| And yet, there is no PGP replacement in existence despite it having died a thousand deaths and having promised replacements for decades. > So surely then there has to be some technical limitation because what other legitimate reason is there? It's like people aren't reading the whole thread and just responding to specific comments they don't like. The premise of Signal, or at least what's made it practically useable, is that the short identifiers are immediately available and verifiable on a mobile device. When I first reach out to someone on Signal I know the person I'm reaching out to is the owner of the identifier I used unless their phone carrier is actively compromised when I exchange the first message. To Signal's users, this is an acceptable compromise. On top of that, I don't need to do a key exchange dance every time I want to talk to a new person because I have a contacts list of their phone numbers, which Signal has verified and bound to their keys. Signal is really pretty simple: trade key exchange parties for the phone numbers already acquired though countless years of past parties and have locally grown crypto sans intrusive cloud services. And, do it explicitly not-for-profit so there's no possible motivation to abuse this contract with users in service of shareholders. Obviously Signal could implement whatever random people felt the need for at any given moment. But they don't and it doesn't seem like whining about it is changing anything. If you don't like that then go use one of the many alternatives or build a replacement. I'm honestly surprised nobody's built one at this point. Literally spin up a signal server, make a build of their mobile app, and let users paste in pubkeys instead of phone numbers when starting a message. See how many people use your product. Or just change the phone number db to a shortname db and remove the verification step. Yes, these conversations are exhausting. What's even more exhausting is the perpetual outrage from "hardcore" "security" "nuts" and absurd anons driveling on about why all the practical solutions that work for users are nonsense and how they could be made "better" but who balk at actually building the solution they think the world deserves. It's a tale as old as time in the security community, sadly. It's funny, Moxie actually did something about it and it still isn't good enough. Signal is probably the closest thing to a PGP+email replacement we've ever had. What more do people want? |
> When I first reach out to someone on Signal I know the person I'm reaching out to is the owner of the identifier I used unless their phone carrier is actively compromised when I exchange the first message.
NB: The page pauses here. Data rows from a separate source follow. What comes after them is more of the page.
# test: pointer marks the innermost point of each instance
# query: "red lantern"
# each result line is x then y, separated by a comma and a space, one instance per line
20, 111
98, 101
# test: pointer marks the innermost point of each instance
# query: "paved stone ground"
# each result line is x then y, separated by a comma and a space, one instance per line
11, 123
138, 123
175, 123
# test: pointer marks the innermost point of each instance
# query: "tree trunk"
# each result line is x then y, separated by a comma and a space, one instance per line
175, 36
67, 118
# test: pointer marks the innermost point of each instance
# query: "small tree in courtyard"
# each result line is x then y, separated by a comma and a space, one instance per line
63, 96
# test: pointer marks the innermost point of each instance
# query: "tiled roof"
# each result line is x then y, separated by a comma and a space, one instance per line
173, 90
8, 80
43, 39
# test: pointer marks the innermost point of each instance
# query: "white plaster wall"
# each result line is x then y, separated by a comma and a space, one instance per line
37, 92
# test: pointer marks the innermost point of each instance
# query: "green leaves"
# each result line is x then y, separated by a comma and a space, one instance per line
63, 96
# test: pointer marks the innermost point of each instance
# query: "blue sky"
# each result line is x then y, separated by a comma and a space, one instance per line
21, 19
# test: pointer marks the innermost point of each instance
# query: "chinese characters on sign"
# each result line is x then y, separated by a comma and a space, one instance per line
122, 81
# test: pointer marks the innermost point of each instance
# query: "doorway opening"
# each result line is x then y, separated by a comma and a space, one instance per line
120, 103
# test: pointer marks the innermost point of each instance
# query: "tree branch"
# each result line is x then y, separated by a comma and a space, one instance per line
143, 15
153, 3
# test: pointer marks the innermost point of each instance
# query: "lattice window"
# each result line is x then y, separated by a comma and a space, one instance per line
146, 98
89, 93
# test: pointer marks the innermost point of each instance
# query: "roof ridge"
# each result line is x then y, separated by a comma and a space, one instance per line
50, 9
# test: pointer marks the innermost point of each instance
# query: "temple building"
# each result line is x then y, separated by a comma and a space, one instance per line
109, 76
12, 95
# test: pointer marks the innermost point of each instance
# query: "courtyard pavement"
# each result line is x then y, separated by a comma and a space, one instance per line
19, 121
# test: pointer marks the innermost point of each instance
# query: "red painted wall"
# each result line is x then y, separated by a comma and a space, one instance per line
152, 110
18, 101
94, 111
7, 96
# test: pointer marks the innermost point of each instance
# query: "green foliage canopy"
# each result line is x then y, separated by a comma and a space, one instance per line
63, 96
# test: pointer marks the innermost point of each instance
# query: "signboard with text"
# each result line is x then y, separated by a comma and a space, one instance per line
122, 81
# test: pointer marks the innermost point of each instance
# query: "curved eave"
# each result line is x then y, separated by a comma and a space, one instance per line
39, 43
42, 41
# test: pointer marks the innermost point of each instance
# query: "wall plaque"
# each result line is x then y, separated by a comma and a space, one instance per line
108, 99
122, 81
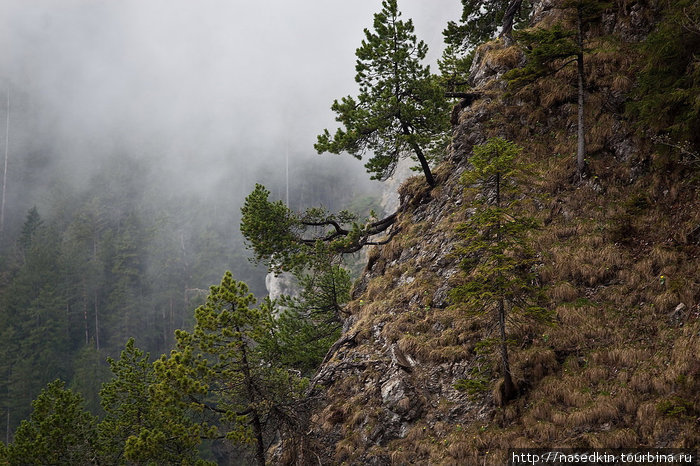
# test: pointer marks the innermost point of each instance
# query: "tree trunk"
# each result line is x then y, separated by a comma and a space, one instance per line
509, 390
581, 150
4, 173
257, 425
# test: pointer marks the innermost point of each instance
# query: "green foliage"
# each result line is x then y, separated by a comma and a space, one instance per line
477, 382
309, 324
218, 374
294, 242
400, 107
497, 257
269, 229
543, 48
668, 84
59, 431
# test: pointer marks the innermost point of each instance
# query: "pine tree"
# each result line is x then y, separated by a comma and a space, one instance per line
59, 431
665, 98
400, 107
285, 240
550, 50
309, 324
497, 257
132, 414
481, 20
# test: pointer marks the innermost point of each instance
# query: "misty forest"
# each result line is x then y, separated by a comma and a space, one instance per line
374, 232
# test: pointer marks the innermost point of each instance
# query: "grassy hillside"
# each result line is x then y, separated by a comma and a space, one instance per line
618, 258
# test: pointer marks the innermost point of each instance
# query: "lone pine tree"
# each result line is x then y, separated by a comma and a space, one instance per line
549, 50
400, 108
497, 259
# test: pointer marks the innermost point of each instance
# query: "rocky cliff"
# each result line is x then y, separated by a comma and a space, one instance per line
618, 260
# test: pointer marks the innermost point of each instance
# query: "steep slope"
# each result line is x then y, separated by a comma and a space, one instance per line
618, 258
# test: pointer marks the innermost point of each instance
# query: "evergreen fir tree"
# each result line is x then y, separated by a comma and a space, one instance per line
59, 431
497, 257
550, 50
400, 107
219, 375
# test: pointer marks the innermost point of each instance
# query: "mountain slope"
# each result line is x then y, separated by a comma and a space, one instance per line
618, 259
Compromising is in this case rather common in sim swapping and spoofing (you can barely even call it spoofing). Phone numbers are not useful as some sort of continued point of trust. And I doubt Signal uses it like that under the hood.
> What more do people want?
Before you complain about other people maybe you should give other people the courtesy of reading what they wrote first. I have already said what I want, a public id I can publish on for example GitHub without the implications of publishing a phone number. Implications which anyone with a relevant opinion should already understand.